29 августа 2023 года в «Российской газете» был опубликован удивительный текст. Вообще, в «Российской газете» печатается много удивительных текстов, потому что это официальный рупор кремлевского режима. Но конкретный текст, о котором я говорю, вызвал неожиданно бурную реакцию в русском секторе Facebook. По поводу этого текста уже несколько дней негодуют и острят авторы блогов. Речь идет о письме протеста против отмены гастролей московского театра «Ленком» в Израиле. Самое интересное, что большей частью в соцсетях обсуждают не суть письма, а язык, которым оно написано.
«Израильские Иваны, не помнящие родства»
Краткая предыстория. В конце августа в Израиле должны были состояться гастроли московского театра «Ленком» со спектаклем по пьесе Григория Горина «Поминальная молитва». Этот спектакль — вольная инсценировка романа Шолом-Алейхема «Тевье-молочник», впервые он был поставлен в 1989 году, когда стали возможны высказывания на темы, прежде запрещенные цензурой, — например, о евреях.

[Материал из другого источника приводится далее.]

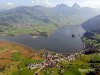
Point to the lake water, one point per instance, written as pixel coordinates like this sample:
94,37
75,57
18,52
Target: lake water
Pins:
60,41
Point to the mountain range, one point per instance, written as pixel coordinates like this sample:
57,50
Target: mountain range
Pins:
92,24
40,15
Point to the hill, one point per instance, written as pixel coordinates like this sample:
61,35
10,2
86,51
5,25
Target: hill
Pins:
40,15
12,55
92,24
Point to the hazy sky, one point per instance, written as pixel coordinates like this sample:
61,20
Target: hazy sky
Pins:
14,3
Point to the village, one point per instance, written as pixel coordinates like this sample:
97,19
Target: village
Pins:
53,59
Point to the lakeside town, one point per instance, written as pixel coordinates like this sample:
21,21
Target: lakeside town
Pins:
53,59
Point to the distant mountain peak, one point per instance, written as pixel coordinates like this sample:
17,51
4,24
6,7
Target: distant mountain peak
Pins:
62,5
75,5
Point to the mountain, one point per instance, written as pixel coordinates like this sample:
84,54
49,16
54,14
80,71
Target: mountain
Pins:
92,24
40,15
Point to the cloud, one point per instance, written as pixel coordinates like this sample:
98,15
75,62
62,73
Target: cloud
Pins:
42,2
9,3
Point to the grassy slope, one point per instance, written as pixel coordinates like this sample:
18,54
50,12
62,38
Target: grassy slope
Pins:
12,55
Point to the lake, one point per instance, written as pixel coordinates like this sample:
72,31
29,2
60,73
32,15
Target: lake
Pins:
60,41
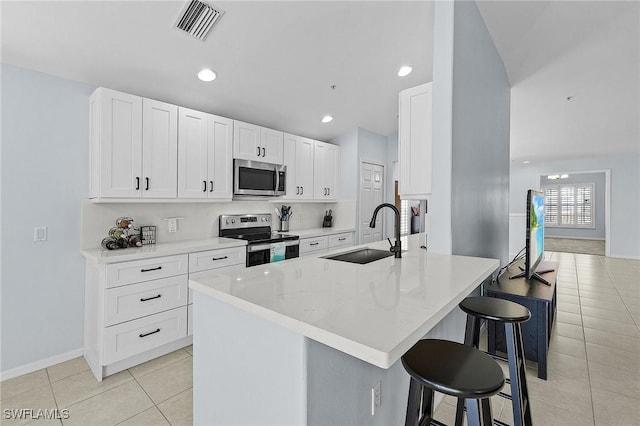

Незадолго до начала гастролей в прессе и социальных медиа Израиля была развернута кампания (в которой принимали участие и мои добрые знакомые) с требованием эти гастроли отменить — потому что актеры и руководство «Ленкома» неоднократно высказывались в поддержку российской агрессии в Украине. Известный журналист Сергей Пархоменко написал, что было бы аморальным, если бы люди, поддерживающие войну, играли спектакль по пьесе Горина. Под давлением общественной кампании театр «Габима», на сцене которого должны были даваться спектакли «Ленкома», объявил о переносе гастролей на неопределенный срок — то есть, по сути, отменил их. На следующий день после объявления «Габимы» появилась публикация в «Российской газете».
Чтобы было понятнее, что именно вызвало бурную реакцию в соцсетях, приведу короткий фрагмент из этой инвективы.
«Прежде всего, мы хотим принести свои извинения тем, кто в считанные дни раскупил билеты на легендарный спектакль. Тем, кто прислал и продолжает слать в “Ленком Марка Захарова” многочисленные письма поддержки, и кто полон желания противостоять кучке агрессивного меньшинства, изрыгающего угрозы и нецензурную брань в адрес не только артистов нашего театра, но и в адрес выдающихся мастеров российской и мировой культуры.
Корчащиеся в бессильной злобе израильские “Иваны, не помнящие родства”, изображающие победное ликование, всего лишь вновь продемонстрировали неприглядный вид “защитников Украины”, сыто сидящих на государственных шеях различных стран. Тех самых “патриотов”, что убежали из ставшей вдруг “любимой Украины”, с ее антисемитскими и русофобскими шествиями и лозунгами, открытыми маршами в честь Бандеры и дивизии СС “Галичина”, с ее ярыми, национал-фашистскими выступлениями ведущих политиков, героизацией нацизма и открытой многолетней войной против русских на Донбассе. Подобная наивная слепота уже привела к “Холокосту” и Второй Мировой Войне».
В привычных для российской пропаганды обвинениях украинского руководства в нацизме ничего нового нет — они опровергнуты много раз. Но язык этого текста действительно шокирует. Он отсылает к советским статьям в «Правде», заявлениям ТАСС и выступлениям партийных функционеров — от совещаний в ЦК до заседаний заводских парткомов.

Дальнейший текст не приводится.